Capítulo 8

El señor Snyder volvió a la sala y se dejó caer en el sofá.

– Bueno.

– ¿Qué puede decirme sobre el incendio de la casa de al lado? -pregunté-. La he visto. Tiene un aspecto espantoso.

Asintió a modo de preparativo, como si fueran a hacerle una entrevista en televisión, y se quedó mirando al frente.

– Bueno, los bomberos me despertaron a las diez de la noche. Fueron dos coches. La verdad es que no duermo bien, oí que la sirena se paraba muy cerca de aquí, me levanté y fui a ver qué pasaba. Los vecinos corrían de un lado para otro. De la casa salía el humo más negro que pueda usted imaginarse. Los bomberos entraron a saco y las llamas no tardaron en destruir el porche. Toda la parte trasera se salvó. A Marty, la esposa de Leonard, la encontraron en el suelo. Supongo que a esa altura, más o menos -dijo, señalando hacia la puerta de la calle-. Yo no la vi, pero dijo Tillie que estaba totalmente carbonizada. Se había quedado hecha un muñón, igual que un trozo de leña.

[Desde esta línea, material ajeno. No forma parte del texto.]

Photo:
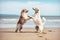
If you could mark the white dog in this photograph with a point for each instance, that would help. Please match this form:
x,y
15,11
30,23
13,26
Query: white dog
x,y
38,21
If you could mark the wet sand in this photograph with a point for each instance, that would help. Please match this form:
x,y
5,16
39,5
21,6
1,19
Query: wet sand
x,y
29,34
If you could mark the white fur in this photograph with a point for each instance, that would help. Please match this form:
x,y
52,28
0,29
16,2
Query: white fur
x,y
38,21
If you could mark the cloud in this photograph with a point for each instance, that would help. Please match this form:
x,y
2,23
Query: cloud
x,y
16,7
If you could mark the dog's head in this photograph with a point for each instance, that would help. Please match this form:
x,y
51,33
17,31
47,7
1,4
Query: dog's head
x,y
36,10
24,11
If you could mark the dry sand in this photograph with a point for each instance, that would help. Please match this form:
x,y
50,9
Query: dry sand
x,y
29,34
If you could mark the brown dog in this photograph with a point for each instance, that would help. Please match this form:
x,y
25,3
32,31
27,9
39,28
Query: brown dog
x,y
23,18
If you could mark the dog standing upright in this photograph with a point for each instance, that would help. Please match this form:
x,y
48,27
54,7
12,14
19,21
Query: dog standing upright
x,y
38,21
23,18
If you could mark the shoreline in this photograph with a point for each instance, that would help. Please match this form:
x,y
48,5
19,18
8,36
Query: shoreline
x,y
29,34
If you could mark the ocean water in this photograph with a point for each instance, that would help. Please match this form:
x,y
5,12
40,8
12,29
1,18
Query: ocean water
x,y
51,22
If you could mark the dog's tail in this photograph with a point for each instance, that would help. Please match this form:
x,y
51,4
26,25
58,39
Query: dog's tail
x,y
44,20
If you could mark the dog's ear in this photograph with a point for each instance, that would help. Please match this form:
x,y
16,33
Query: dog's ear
x,y
33,8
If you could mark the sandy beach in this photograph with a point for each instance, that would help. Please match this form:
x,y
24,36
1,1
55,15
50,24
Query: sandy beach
x,y
29,34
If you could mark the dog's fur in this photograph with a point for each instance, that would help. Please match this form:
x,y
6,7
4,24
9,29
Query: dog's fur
x,y
23,18
38,21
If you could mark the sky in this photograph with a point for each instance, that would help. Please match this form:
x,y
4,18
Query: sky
x,y
14,7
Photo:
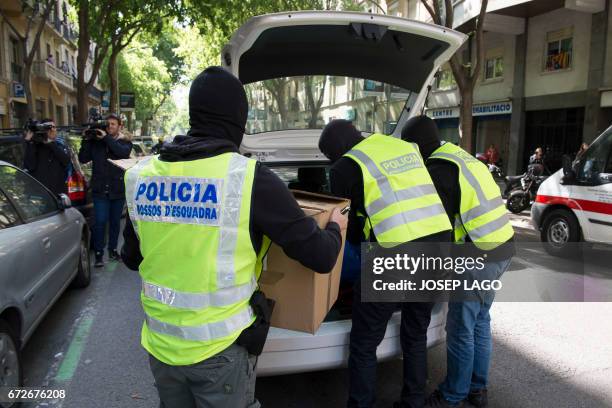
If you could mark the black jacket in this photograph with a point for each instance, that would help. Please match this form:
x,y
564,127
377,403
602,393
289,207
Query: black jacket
x,y
48,163
107,179
274,212
347,181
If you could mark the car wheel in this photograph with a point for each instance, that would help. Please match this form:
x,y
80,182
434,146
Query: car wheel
x,y
516,202
11,375
83,276
559,230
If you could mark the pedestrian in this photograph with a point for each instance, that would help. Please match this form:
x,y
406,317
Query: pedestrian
x,y
355,174
106,184
492,154
201,258
46,157
470,195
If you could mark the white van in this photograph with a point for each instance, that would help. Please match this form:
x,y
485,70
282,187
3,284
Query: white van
x,y
302,69
575,203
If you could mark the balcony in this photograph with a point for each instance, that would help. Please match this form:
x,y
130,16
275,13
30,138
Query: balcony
x,y
44,70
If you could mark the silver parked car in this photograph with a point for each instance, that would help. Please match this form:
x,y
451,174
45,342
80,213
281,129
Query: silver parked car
x,y
44,247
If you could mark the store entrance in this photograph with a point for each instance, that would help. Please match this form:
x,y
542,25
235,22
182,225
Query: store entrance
x,y
557,132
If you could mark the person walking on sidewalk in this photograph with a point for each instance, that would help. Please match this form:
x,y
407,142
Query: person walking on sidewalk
x,y
106,184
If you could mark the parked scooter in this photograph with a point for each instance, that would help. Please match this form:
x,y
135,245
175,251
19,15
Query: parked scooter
x,y
494,169
522,195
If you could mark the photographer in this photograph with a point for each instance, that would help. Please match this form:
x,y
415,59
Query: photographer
x,y
46,159
106,182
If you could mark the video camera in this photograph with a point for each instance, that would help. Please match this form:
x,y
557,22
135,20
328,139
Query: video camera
x,y
95,122
39,129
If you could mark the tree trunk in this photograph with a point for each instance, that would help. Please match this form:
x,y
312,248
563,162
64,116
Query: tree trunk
x,y
466,120
83,54
114,83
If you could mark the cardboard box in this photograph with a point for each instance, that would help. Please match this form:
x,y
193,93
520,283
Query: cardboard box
x,y
303,297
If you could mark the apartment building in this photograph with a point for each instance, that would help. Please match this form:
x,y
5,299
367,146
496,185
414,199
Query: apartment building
x,y
53,71
546,80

– Vaya por Dios. Tillie no me dijo nada de eso.

– Fue ella quien vio el humo y quien avisó a la policía. Yo dormía como un lirón. Me desperté cuando se presentaron los bomberos dándole a la sirena. Pensé que pasarían de largo, pero entonces vi las luces, me levanté, me puse la bata y salí. El pobre Leonard no estaba en casa. Llegó con el coche cuando ya habían apagado el fuego. Se desplomó en plena calle cuando supo que su mujer había fallecido. Nunca he visto a un hombre más apenado. May, mi mujer, siguió durmiendo como si tal cosa. Ni se enteró. Se había tomado una pastilla, y además es sorda como una tapia. Usted ha visto cómo quedó. Si el fuego se hubiera propagado hasta esta casa, mi mujer habría quedado como una costilla asada.

– ¿Qué hora era cuando llegó el señor Grice?

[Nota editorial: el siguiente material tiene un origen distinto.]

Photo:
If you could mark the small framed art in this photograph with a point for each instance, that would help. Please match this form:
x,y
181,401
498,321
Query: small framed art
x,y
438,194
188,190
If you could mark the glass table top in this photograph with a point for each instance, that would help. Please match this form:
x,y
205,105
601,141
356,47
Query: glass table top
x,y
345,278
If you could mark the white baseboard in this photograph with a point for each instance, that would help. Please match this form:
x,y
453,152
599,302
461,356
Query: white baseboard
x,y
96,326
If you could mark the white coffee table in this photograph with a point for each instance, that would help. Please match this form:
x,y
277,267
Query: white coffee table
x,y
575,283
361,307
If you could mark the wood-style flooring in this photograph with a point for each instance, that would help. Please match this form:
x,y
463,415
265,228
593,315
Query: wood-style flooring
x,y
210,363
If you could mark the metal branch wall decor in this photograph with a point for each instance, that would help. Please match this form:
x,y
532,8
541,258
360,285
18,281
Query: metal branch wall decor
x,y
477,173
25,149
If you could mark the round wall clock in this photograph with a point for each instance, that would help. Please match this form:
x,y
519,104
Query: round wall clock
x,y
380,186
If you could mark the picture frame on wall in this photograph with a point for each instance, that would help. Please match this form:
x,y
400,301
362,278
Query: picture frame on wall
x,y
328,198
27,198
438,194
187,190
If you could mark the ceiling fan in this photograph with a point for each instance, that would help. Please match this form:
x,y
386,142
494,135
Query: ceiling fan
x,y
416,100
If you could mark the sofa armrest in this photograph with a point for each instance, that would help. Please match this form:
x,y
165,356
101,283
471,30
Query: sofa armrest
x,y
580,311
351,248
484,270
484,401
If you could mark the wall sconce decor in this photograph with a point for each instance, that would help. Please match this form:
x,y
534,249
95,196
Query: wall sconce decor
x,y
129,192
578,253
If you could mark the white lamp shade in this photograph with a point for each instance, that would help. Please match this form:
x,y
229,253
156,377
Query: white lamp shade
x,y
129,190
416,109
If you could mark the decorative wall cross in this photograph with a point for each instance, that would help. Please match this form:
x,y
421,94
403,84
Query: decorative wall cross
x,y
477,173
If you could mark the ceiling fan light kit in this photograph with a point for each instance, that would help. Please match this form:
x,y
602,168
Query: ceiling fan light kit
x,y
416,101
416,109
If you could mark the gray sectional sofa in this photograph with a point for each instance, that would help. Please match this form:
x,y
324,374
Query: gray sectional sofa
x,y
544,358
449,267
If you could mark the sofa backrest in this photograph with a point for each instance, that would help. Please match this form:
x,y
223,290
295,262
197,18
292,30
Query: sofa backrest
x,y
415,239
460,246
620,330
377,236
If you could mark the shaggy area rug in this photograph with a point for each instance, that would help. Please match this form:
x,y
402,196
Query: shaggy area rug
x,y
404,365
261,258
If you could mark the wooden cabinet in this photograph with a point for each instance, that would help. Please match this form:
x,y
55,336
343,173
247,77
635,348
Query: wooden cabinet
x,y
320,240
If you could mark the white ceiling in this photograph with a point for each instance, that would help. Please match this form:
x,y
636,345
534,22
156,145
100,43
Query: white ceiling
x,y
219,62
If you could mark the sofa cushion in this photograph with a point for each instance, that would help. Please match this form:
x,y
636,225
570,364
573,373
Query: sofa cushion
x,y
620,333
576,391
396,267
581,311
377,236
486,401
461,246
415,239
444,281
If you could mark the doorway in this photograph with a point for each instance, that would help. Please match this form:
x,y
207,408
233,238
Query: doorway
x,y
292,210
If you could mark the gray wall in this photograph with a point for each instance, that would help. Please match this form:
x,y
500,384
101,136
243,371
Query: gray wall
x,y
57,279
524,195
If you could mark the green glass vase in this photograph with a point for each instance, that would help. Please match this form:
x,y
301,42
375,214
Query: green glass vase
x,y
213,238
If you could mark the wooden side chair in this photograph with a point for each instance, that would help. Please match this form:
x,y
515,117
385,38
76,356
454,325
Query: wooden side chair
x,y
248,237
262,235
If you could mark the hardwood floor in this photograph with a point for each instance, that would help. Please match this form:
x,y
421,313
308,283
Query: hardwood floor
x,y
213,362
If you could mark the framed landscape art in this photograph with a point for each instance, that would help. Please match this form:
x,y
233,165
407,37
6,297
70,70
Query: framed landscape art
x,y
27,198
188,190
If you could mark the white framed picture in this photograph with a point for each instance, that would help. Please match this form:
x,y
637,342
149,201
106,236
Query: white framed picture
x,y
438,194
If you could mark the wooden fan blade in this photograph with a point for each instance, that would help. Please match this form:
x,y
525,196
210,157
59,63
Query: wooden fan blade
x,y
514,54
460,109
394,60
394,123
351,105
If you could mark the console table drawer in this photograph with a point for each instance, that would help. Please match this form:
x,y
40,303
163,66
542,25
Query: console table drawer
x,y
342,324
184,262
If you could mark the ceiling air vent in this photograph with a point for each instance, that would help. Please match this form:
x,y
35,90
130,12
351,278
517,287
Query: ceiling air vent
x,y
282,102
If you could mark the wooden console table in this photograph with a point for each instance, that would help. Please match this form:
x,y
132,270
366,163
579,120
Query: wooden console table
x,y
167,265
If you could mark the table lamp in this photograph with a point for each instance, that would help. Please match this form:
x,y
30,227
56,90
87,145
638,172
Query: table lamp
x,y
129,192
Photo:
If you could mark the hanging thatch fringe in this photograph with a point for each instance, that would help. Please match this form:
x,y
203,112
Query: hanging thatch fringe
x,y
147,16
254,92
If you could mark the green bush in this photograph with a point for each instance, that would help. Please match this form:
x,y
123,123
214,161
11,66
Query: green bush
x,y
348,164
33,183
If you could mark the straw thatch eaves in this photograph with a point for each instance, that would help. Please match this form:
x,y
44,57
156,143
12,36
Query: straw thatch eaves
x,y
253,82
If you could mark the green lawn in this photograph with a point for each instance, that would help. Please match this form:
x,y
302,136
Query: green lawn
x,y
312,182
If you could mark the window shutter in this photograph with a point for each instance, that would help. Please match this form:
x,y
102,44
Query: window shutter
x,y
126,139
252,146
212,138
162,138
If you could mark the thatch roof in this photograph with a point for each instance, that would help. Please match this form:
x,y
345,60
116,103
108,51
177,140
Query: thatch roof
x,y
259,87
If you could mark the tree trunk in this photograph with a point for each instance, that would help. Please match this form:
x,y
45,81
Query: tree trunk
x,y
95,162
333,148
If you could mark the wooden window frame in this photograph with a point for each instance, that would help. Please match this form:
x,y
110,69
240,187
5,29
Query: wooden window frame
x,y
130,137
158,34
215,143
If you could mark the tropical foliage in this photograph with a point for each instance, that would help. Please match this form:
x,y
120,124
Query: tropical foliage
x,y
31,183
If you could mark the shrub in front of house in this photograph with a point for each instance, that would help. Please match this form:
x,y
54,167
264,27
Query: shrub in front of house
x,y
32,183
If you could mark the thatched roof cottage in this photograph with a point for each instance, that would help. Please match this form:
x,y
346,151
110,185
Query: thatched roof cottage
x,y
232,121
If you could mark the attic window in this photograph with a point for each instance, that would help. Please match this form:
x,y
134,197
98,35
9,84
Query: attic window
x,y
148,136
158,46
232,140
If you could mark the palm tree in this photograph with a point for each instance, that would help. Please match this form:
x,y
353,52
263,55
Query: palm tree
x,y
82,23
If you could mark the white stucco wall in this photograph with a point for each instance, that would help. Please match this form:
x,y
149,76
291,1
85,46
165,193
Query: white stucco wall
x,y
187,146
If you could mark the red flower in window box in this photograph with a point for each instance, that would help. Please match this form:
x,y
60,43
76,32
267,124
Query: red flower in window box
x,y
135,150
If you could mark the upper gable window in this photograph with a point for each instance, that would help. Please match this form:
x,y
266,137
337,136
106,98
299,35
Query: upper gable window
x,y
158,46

– No sabría decírselo con exactitud. Creo que unos quince o veinte minutos después de que llegaran los bomberos. Había ido a cenar con su hermana, según dijeron, vuelve a casa y se encuentra a la mujer muerta. Se le aflojaron las piernas y se vino abajo. En plena acera, y no muy lejos de donde yo estaba. Se puso blanco y se desplomó como si le hubieran puesto fuera de combate de un gancho. Fue un espectáculo horrible. La sacaron metida en una funda de plástico…

– ¿Y cómo es que Tillie pudo verla? -dije, interrumpiéndole-. Quiero decir que si la habían metido en una funda de plástico, ¿cómo pudo verla?

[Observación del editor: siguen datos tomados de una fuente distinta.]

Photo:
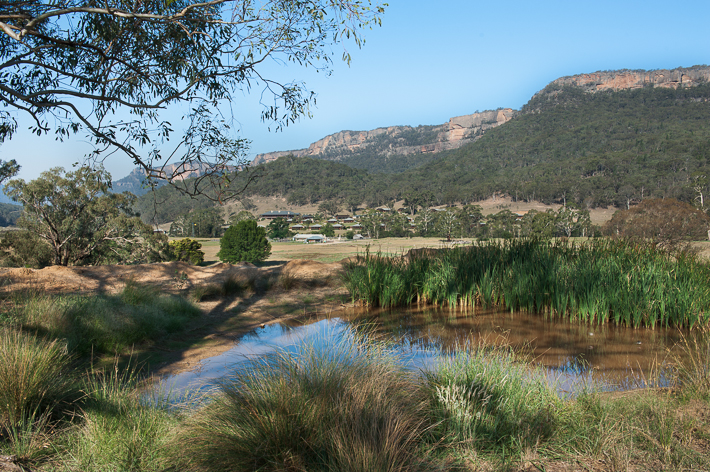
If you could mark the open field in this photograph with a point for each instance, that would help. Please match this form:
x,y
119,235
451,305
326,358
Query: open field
x,y
510,421
491,205
339,250
333,251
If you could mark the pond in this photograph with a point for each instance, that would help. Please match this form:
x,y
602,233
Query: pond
x,y
574,354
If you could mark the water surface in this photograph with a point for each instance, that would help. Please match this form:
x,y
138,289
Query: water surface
x,y
574,354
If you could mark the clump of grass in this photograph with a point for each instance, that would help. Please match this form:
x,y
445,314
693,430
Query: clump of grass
x,y
204,292
488,399
118,430
691,364
338,406
598,282
34,380
33,376
105,323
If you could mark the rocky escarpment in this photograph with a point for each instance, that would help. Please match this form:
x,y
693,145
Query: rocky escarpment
x,y
400,140
630,79
134,182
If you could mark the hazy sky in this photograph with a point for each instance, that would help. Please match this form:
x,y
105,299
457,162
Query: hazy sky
x,y
431,61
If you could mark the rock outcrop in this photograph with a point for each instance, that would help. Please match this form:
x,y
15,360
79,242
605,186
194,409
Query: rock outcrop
x,y
401,140
630,79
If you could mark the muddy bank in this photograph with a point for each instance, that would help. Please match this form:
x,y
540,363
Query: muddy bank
x,y
277,292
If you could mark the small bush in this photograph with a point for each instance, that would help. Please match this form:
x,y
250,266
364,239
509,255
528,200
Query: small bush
x,y
244,242
187,250
338,406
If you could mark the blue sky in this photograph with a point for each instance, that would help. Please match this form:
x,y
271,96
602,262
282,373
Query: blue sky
x,y
431,61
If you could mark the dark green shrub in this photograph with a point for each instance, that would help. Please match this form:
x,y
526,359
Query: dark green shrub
x,y
24,249
187,250
244,242
328,231
278,229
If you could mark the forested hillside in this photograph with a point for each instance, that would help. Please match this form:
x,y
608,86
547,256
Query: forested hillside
x,y
605,148
567,146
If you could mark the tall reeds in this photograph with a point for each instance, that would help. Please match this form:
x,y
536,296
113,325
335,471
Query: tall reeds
x,y
339,406
596,282
488,398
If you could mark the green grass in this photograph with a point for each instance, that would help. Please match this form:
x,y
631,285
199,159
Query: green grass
x,y
33,381
340,407
104,323
597,282
488,399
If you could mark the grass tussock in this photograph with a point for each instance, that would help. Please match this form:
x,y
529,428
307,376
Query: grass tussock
x,y
104,323
33,380
488,399
117,428
597,282
341,407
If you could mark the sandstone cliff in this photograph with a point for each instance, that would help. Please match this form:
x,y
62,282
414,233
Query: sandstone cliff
x,y
401,140
630,79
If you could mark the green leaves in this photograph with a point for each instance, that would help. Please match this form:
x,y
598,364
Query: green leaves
x,y
245,242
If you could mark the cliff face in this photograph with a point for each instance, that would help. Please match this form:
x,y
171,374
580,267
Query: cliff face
x,y
133,182
630,79
402,140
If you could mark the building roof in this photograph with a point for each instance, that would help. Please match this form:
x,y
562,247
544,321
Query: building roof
x,y
309,237
278,214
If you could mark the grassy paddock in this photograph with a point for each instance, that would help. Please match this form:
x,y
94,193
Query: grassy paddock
x,y
353,407
597,282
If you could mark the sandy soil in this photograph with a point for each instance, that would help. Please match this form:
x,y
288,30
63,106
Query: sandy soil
x,y
289,291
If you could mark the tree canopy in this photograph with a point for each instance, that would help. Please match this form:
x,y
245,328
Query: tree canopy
x,y
111,69
81,221
244,242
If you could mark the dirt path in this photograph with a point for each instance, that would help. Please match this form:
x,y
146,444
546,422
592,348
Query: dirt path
x,y
278,292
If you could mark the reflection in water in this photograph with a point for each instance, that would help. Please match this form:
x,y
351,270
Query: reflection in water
x,y
623,358
574,354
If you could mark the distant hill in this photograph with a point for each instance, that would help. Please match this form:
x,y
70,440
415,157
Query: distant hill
x,y
604,139
398,148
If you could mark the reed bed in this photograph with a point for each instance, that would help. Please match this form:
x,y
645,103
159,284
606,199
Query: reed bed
x,y
596,282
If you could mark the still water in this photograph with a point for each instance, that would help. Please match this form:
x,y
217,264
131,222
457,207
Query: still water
x,y
574,355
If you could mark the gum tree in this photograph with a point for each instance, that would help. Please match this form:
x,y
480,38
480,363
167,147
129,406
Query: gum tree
x,y
111,69
81,221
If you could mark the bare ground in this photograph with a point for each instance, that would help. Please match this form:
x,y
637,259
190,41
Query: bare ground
x,y
284,291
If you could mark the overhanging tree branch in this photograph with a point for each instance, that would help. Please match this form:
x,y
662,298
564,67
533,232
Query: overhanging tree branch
x,y
89,60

– Ah, bueno, es que Tillie lo ve todo. Pregúntele a ella. Seguramente se coló en la casa cuando echaron la puerta abajo y vio a la difunta antes de que la sacaran. Me pongo enfermo sólo de pensarlo.

– Tengo entendido que Leonard vive con su hermana desde entonces.

– Sí, eso dicen. Ella se llama Howe. Vive en Carolina Avenue. Si quiere llamar, está en la guía.

– Perfecto. Procuraré ir a verla esta misma tarde. Ojalá pueda decirme algo sobre el paradero actual de la señora Boldt.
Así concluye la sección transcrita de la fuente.